World Athletics is shocked and deeply saddened to learn that Ugandan distance runner Rebecca Cheptegei died tragically on Thursday (5 September) as a result of an alleged domestic abuse attack.

Over the past 15 years, the 33-year-old had represented her nation at major championships on the track, roads, cross country and mountains. Her most notable achievement was her victory in the up and downhill race at the World Mountain and Trail Running Championships in 2022.

A talented teenager, Cheptegei represented Uganda at the 2010 World Cross Country Championships in Bydgoszcz, where she placed 15th individually and earned bronze in the team competition.

She competed in the senior race at the following year’s edition in Punta Umbria, and went on to represent Uganda on the track at the World Military Games later that year.

She made her third World Cross Country Championships appearance in 2013 and competed at the African Cross Country Championships in 2014.

After making her marathon debut in 2021, she set a Ugandan record of 2:22:47 in 2022 in what was just her fourth race at the distance. That came just six weeks after her victory at the World Mountain and Trail Running Championships in Chiang Mai.

Last year she finished 14th in the marathon at the World Championships in Budapest. She finished just outside of the medals in the half marathon at the African Games earlier this year, then went on to make her Olympic debut in Paris, placing 44th in the marathon in 2:32:14.

“Our sport has lost a talented athlete in the most tragic and unthinkable circumstances,” said World Athletics President Sebastian Coe. “Rebecca was an incredibly versatile runner who still had lots left to give on the roads, mountains and cross country trails.

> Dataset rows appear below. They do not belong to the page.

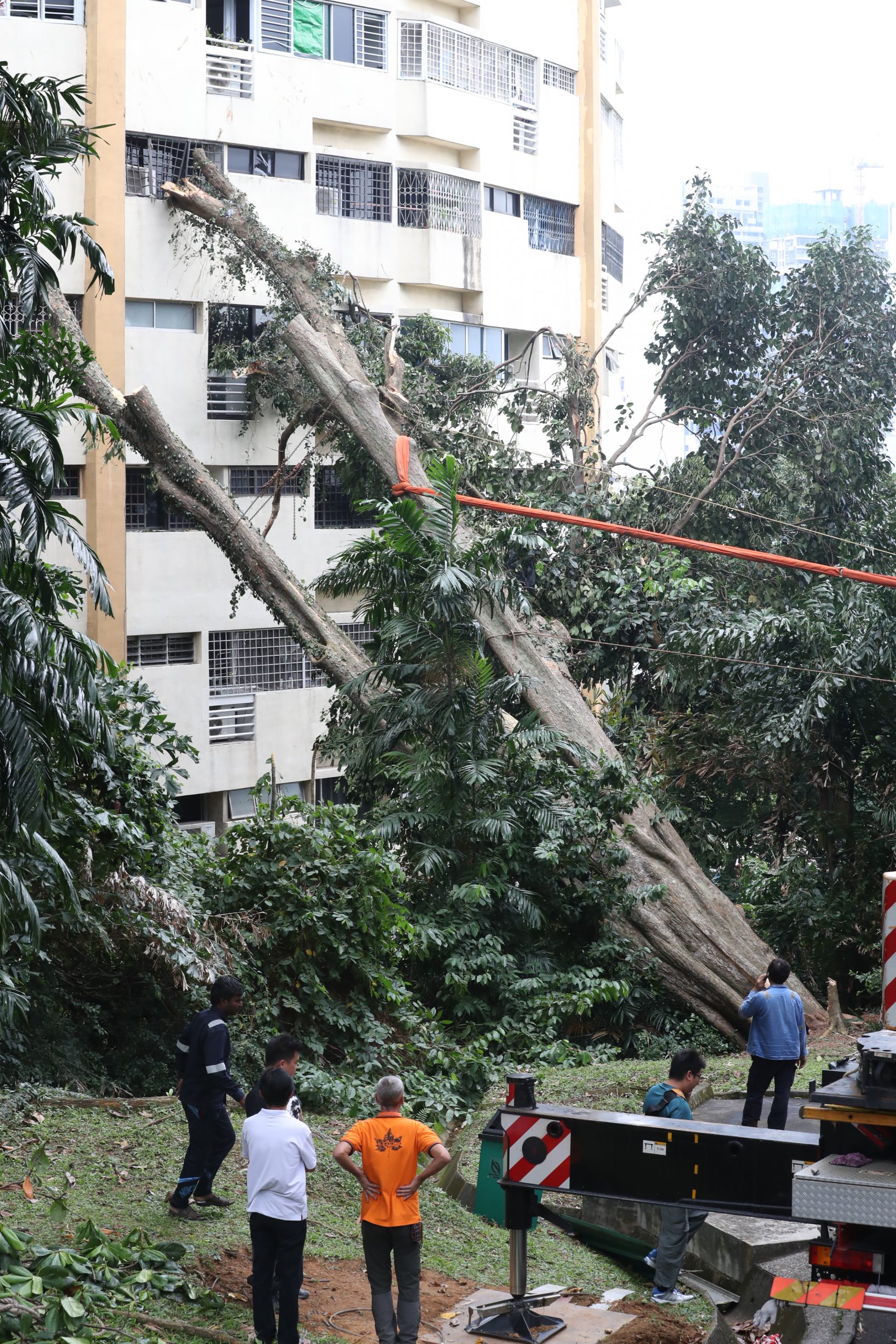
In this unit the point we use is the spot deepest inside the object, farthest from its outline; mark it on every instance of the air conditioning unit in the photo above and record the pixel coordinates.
(198, 828)
(138, 181)
(328, 201)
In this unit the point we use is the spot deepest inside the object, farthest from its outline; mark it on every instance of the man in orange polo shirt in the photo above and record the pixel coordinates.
(390, 1147)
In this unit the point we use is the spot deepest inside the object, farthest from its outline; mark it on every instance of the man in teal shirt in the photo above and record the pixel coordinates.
(672, 1101)
(777, 1043)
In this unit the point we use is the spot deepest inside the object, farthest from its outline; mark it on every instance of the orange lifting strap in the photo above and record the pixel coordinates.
(684, 543)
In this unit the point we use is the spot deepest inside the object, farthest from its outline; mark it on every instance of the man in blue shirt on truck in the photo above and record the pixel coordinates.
(777, 1043)
(672, 1101)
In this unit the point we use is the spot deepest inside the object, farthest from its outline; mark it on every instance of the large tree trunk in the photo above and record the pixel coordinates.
(707, 953)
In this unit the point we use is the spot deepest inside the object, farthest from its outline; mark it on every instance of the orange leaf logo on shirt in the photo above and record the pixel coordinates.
(387, 1143)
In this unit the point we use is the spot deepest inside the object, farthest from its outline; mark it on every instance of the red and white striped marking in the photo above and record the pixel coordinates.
(532, 1156)
(890, 951)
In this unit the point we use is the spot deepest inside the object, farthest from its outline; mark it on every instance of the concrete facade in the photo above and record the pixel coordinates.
(488, 94)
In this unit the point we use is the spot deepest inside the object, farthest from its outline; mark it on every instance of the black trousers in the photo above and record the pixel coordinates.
(382, 1245)
(762, 1074)
(212, 1138)
(277, 1247)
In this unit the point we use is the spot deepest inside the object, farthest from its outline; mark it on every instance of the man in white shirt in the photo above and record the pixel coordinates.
(280, 1151)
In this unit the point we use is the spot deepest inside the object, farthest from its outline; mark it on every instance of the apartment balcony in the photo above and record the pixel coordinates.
(229, 69)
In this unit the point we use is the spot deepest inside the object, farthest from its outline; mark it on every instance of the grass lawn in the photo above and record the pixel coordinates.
(120, 1168)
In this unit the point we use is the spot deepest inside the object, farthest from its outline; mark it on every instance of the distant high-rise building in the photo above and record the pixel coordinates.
(785, 230)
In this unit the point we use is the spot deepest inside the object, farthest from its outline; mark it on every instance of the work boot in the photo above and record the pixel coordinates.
(409, 1320)
(385, 1318)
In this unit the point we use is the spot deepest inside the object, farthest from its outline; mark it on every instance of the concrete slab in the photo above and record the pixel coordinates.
(722, 1110)
(583, 1324)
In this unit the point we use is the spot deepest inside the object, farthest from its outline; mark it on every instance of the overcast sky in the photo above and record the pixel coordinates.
(801, 89)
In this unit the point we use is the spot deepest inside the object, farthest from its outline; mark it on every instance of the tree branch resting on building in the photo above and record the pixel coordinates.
(705, 952)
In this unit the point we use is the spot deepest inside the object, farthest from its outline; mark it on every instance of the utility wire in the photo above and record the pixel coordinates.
(751, 663)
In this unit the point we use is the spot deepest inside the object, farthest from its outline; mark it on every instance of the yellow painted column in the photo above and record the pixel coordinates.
(104, 316)
(589, 246)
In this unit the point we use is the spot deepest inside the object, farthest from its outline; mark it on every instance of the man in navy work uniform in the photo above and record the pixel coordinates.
(671, 1100)
(203, 1067)
(777, 1043)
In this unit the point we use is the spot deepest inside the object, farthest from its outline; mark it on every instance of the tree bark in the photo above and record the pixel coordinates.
(708, 954)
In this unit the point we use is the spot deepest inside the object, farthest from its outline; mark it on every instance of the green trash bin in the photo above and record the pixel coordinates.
(489, 1196)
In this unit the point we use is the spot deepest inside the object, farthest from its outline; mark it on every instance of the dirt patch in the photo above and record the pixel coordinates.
(652, 1324)
(340, 1287)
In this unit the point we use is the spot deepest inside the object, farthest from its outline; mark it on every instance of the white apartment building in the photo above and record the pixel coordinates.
(461, 159)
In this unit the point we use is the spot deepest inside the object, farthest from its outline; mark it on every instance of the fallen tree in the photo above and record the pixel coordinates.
(704, 949)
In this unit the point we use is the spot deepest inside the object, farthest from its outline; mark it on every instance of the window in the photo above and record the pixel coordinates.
(145, 510)
(69, 488)
(354, 188)
(612, 123)
(462, 61)
(267, 163)
(152, 160)
(250, 662)
(612, 250)
(160, 313)
(438, 201)
(331, 791)
(359, 632)
(558, 77)
(525, 135)
(332, 506)
(257, 480)
(472, 339)
(230, 324)
(147, 651)
(66, 11)
(551, 225)
(503, 202)
(339, 33)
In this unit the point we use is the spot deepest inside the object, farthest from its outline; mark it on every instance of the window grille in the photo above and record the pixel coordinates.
(231, 718)
(354, 188)
(229, 69)
(64, 11)
(525, 135)
(410, 62)
(464, 61)
(154, 649)
(558, 77)
(250, 662)
(152, 160)
(370, 39)
(551, 225)
(257, 480)
(438, 201)
(277, 25)
(145, 510)
(612, 250)
(332, 505)
(69, 488)
(612, 121)
(226, 397)
(331, 790)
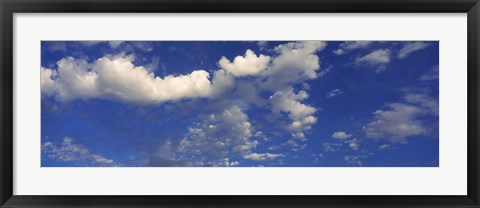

“I have been in touch with our Council Members in Africa to see how we can help not only in our capacity as governing body of the sport Rebecca competed in, but to assess how our safeguarding policies might be enhanced to include abuse outside of the sport, and bringing together stakeholders from all areas of athletics to combine forces to protect our female athletes to the best of our abilities from abuse of all kinds.”